The HIF-1α inhibitory activity of SC39 peptides. (A) The effect of SC39 peptides on hypoxia-inducible factor-1α (HIF-1α) protein accumulation. HepG2 cells were pretreated with SC39 peptides for 1 h at the indicated concentrations and then exposed to 1% O2 for 4 h. HIF-1α, cyclin D1, and tubulin protein levels were measured by western blot analysis. The level of tubulin was used as an internal control. (B) The effect of SC39 peptides on vascular endothelial growth factor (VEGF) expression. HepG2 cells were pretreated with SC39 peptides for 1 h at the indicated concentrations and then exposed to 1% O2 for 16 h. The concentration of VEGF protein in the culture supernatant was determined by a VEGF-specific ELISA. *P < 0.01 versus the hypoxic control. Each value represents the mean ± SE from three independent experiments.

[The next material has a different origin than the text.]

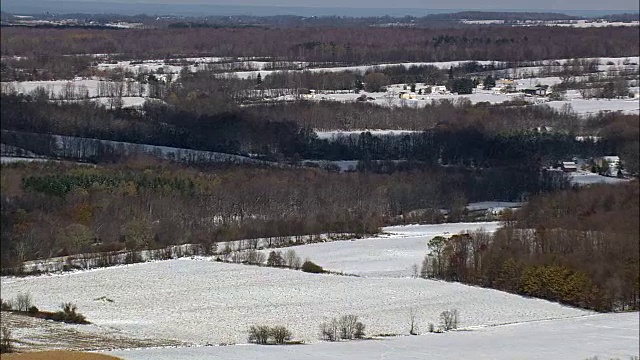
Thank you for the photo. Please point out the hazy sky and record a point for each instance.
(427, 4)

Next, we investigated the effect of SC39 peptides on the angiogenesis-promoting potential of HepG2 cells cultured under hypoxic conditions. The conditioned media from the HepG2 cells incubated in the presence or absence of SC39 peptides during hypoxia were collected, and their effects were investigated using an in vitro angiogenesis assay. The media was found to activate the invasion of HUVECs, whereas those from SC39 peptide-treated HepG2 cells blocked the hypoxia-induced tumor angiogenesis of HUVECs in a dose-dependent manner (Fig. 6). These results demonstrate that SC39 peptides may inhibit tumor cell-induced angiogenesis through the suppression of the HIF-1α-mediated angiogenic signaling.
Fig. 6.

The effect of SC39 peptides on tumor cell-induced angiogenesis. HepG2 cells were pretreated with SC39 peptides for 1 h and then exposed to 1% O2 for 16 h. Conditioned media (CM) from HepG2 cells in each culture condition were used for the in vitro endothelial cell invasion assay. *P < 0.01 versus the hypoxic control. Each value represents the mean ± SE from three independent experiments.

CONCLUSION

AMPs have been primarily studied and developed as potential drug candidates for combating infections and microbial drug resistance (Brogden, 2005). However, recent reports have revealed that AMPs also possess other biological activities because of their diverse structural properties and specific mechanisms of action (Pushpanathan et al., 2013). Particularly, their use as anticancer peptides has proved to be a resourceful strategy for targeted cancer therapy via efficient tissue penetration and uptake, higher selectivity, and reduced harmful effects (Gaspar et al., 2013; Thundimadathil, 2012). Accumulating evidence suggests that AMPs may display anticancer effect through varied modes of action, including the disruption of plasma/mitochondrial membranes, necrosis, apoptosis, mediated immunity, membrane receptor involvement, inhibition of DNA synthesis, and antiangiogenesis (Gaspar et al., 2013; van Zoggel et al., 2012). We recently isolated the fraction containing lipophilic AMPs from the culture supernatant of EML-CAP3, a new endophytic bacterial strain isolated from red pepper leaf. In this study, we found that the newly obtained AMPs exhibited potent antiangiogenic activity both in vitro and in vivo with no cytotoxicity. Furthermore, these angiostatic peptides effectively inhibited tumor cell-induced angiogenesis by down-regulating HIF-1α and its target gene, VEGF. In conclusion, to the best of our knowledge, ours is the first study to report on the antiangiogenic potential of the lipophilic AMPs isolated from the endophytic bacterial strain EML-CAP3. Further investigations identifying their structures and specific molecular target(s) could provide new insights into their regulation of angiogenesis.